12. The non-transitory computer readable medium of claim 11, wherein the risk factor is based on a severity of the defect, a location of the defect, a likelihood of poor performance due to the defect, or any combination thereof.
13. The non-transitory computer readable medium of claim 9, comprising instructions which, when executed, cause the processor to adjust a plan for monitoring the asset by adjusting or adding one or more tasks of the plan based on one or both of the quality of the acquired data or a potential defect of the asset, or wherein the adjusted plan causes the at least one robot to acquire additional data related to the asset when executed.
14. The non-transitory computer readable medium of claim 9, comprising instructions which, when executed, cause the processor to detect the defect by comparing the one or more characteristics with prior knowledge of the asset, by analysis of the digital representation against known parameters or patterns, or both.
15. The non-transitory computer readable medium of claim 9, comprising instructions which, when executed, cause the processor to address the defect of the asset by repairing the defect of the asset, replacing part of the asset from an available inventory of parts, spraying part of the asset with a preventative or treatment composition, lubricating part of the asset, welding part of the asset, printing 3D printable parts to apply to the asset, or any combination thereof.

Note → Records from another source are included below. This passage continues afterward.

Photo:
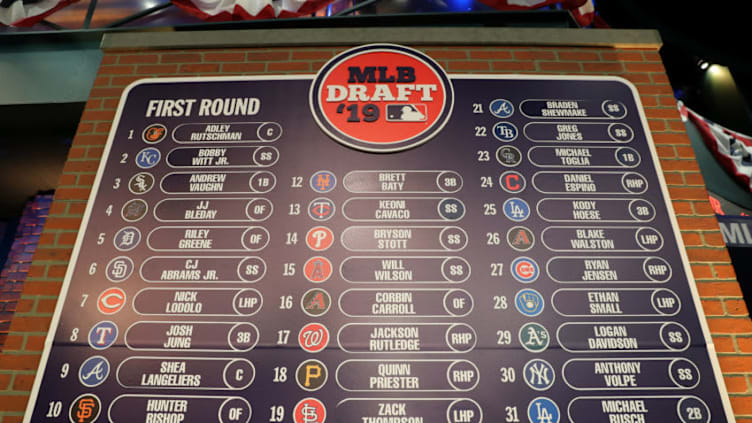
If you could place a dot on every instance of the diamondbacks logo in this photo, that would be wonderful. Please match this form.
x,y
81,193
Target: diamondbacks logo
x,y
381,98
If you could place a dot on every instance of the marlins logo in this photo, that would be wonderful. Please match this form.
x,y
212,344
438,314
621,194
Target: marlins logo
x,y
381,98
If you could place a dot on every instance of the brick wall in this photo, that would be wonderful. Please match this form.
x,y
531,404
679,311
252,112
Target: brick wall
x,y
721,296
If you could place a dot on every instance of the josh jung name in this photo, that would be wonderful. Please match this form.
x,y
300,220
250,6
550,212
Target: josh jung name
x,y
184,107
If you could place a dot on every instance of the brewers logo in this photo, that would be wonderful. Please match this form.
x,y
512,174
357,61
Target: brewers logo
x,y
381,98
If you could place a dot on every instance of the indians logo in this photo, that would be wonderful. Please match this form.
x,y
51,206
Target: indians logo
x,y
381,98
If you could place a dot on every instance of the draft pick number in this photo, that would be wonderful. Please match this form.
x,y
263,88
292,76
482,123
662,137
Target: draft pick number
x,y
381,98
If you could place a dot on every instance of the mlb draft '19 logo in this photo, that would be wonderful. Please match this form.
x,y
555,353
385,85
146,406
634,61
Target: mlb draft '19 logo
x,y
381,98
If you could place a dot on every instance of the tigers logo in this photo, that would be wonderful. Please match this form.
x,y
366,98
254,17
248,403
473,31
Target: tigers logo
x,y
381,98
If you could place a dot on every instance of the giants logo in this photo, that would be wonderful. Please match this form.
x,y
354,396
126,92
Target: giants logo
x,y
381,98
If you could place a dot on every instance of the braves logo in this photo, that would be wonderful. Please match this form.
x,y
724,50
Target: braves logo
x,y
381,98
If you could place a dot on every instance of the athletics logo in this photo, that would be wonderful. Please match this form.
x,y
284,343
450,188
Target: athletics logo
x,y
111,300
381,98
543,410
85,409
323,181
524,269
529,302
94,371
534,337
311,375
309,410
313,337
539,374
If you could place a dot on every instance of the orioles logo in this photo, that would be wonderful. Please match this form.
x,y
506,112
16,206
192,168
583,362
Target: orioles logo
x,y
381,98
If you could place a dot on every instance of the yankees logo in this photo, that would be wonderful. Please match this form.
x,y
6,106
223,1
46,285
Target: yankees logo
x,y
313,337
319,238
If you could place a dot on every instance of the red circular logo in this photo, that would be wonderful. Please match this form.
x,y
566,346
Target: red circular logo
x,y
313,337
381,98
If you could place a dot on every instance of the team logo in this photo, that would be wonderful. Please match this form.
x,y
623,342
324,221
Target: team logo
x,y
543,410
509,156
313,337
141,183
381,98
148,158
539,374
321,209
119,269
317,269
520,238
111,300
323,181
534,337
134,210
94,371
315,302
127,238
516,209
309,410
319,238
154,133
311,375
85,409
505,131
501,108
524,269
102,335
529,302
512,181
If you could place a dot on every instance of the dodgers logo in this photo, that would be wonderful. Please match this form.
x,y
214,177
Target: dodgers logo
x,y
501,108
94,371
148,158
102,335
539,374
381,98
543,410
525,269
529,302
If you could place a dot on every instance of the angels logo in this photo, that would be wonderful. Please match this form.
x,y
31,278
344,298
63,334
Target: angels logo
x,y
381,98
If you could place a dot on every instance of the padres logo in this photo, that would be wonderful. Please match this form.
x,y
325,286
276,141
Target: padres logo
x,y
381,98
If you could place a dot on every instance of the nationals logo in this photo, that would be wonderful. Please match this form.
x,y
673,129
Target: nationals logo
x,y
381,98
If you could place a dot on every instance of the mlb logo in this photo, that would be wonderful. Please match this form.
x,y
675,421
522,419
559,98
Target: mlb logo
x,y
406,112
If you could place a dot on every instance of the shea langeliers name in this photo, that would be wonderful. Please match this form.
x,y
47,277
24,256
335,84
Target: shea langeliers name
x,y
184,107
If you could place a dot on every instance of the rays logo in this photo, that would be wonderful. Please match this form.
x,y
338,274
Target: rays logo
x,y
381,98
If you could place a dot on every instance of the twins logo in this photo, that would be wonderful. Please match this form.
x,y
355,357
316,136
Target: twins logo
x,y
93,371
525,269
381,98
539,374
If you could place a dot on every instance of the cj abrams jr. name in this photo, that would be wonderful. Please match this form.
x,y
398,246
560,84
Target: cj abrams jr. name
x,y
184,107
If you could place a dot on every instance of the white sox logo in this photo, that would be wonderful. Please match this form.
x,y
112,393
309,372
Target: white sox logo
x,y
381,98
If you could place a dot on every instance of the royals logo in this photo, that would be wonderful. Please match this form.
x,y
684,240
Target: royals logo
x,y
381,98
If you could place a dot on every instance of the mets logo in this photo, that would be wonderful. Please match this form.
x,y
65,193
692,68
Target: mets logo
x,y
381,98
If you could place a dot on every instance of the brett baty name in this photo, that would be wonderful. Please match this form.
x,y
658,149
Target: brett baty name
x,y
184,107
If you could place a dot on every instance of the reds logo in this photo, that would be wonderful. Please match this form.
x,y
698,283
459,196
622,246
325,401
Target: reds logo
x,y
381,98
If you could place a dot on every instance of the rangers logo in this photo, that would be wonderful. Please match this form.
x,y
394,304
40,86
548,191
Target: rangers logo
x,y
317,269
111,301
319,238
381,98
323,181
154,133
309,410
539,374
313,337
85,409
315,302
543,410
524,269
94,371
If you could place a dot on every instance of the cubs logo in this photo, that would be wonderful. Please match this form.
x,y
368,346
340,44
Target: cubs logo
x,y
381,98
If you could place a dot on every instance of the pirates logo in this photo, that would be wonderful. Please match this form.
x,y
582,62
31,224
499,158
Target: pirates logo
x,y
381,98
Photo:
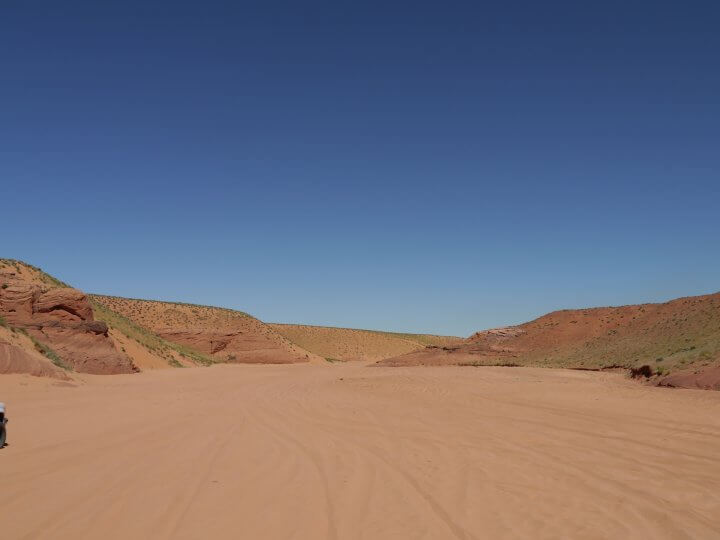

16. A method, compri sing :
receiving sensor data from at least one sensor of at least one robot indicating one or more characteristics of an asset;
generating, updating, or maintaining a digital representation that models the one or more characteristics of the asset;
detecting a defect of the asset based at least in part on the one or more characteristics; and generating an output signal encoding or conveying instructions to provide a recommendation to an operator, to control the at least one robot to address the defect on the asset, or both, based on the defect and the digital representation of the asset.
17. The method of claim 16, comprising determining risk associated with the defect of the asset based on severity of the defect, location of the defect, likelihood of poor performance due to the defect, or any combination thereof.
18. The method of claim 17, comprising determining whether improved performance from repairing the defect of the asset outweighs a cost associated with repairing the defect.
19. The method of claim 16, comprising sending a control signal to the at least one robot to inspect an area based on previously detected anomalies and a risk associated with the previously detected anomalies.
20. The method of claim 16, comprising sending the control signal to send the at least one robot to inspect part of an asset prone to cracking based on previously detected cracking.